1) Harrell v. Citrus County School Board, 25 So. 3d 675 (Fla. 1st DCA 2010)
The Court first noted that the one-time change is mandatory and absolute. The claimant is entitled to the one-time change even if the initial treating doctor opines that the work accident is no longer the MCC of the need for treatment. Next, the Court ruled that simply acknowledging entitlement and authorizing a request is not sufficient. The Carrier must authorize one specific physician within 5 days of the claimant’s written request for a one-time change. Otherwise, the claimant is entitled to select the physician. Though, the Court ruled that the carrier is not required to schedule an appointment with the new physician within this 5 day period.
2) Pruitt v. Southeast Personnel Leasing, Inc., 33 So. 3d 112 (Fla. 1st DCA 2010)

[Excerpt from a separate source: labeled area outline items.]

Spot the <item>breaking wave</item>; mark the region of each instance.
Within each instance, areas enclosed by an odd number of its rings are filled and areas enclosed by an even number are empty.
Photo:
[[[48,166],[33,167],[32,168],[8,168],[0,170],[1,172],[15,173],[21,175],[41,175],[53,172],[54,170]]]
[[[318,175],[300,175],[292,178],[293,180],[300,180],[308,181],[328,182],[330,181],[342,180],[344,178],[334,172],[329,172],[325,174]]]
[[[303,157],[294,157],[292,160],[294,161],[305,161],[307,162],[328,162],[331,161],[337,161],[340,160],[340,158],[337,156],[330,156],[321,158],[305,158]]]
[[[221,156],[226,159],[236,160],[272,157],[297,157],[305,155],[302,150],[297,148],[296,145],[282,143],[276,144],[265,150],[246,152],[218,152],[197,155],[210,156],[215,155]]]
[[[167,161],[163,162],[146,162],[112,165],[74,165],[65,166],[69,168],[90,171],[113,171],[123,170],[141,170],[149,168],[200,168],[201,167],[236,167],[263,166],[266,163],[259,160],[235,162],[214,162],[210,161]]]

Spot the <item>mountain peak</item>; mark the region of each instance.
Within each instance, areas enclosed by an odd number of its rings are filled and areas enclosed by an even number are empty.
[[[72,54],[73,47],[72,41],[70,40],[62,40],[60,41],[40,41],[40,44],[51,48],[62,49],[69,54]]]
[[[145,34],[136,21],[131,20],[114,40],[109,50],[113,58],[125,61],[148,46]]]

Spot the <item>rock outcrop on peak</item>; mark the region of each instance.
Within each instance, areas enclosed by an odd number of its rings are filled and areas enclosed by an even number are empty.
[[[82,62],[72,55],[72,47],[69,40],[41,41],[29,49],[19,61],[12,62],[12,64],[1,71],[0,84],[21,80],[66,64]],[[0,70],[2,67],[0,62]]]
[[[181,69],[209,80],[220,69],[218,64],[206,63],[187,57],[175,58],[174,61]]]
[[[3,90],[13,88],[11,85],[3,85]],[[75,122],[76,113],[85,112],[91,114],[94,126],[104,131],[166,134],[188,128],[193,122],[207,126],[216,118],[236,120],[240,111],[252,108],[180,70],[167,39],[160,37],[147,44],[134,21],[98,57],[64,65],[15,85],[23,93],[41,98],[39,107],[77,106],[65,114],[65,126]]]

The Court clarified that although the claimant has an absolute right to a one-time change in physician, the claimant does not have an absolute right to select the one-time change in physician. If the employer/carrier does not timely authorize a one-time change in physician, the claimant has the option of selecting the physician. If the claimant fails to exercise this option, he or she waives the right to select the one-time change.
3) Hinzman v. Winter Haven Facility Operations LLC, 109 So. 3d 256 (Fla. 1st DCA 2013)
The Court held that the five (5) day response period in this statute refers to calendar days, not business days.
4) Gadol v. Masoret Yehudit, Inc., 132 So. 3d 939 (Fla. 1st DCA 2014)
The Court clarified that although, as they had held in Pruitt, the claimant can waive the option of selecting a one-time change where the employer/carrier does not respond timely, a claimant who names their selection 21 days after their request and the same day as the E/C authorized an alternative physician (and the claimant declined to attend E/C choice of physician), “does not constitute such a waiver”.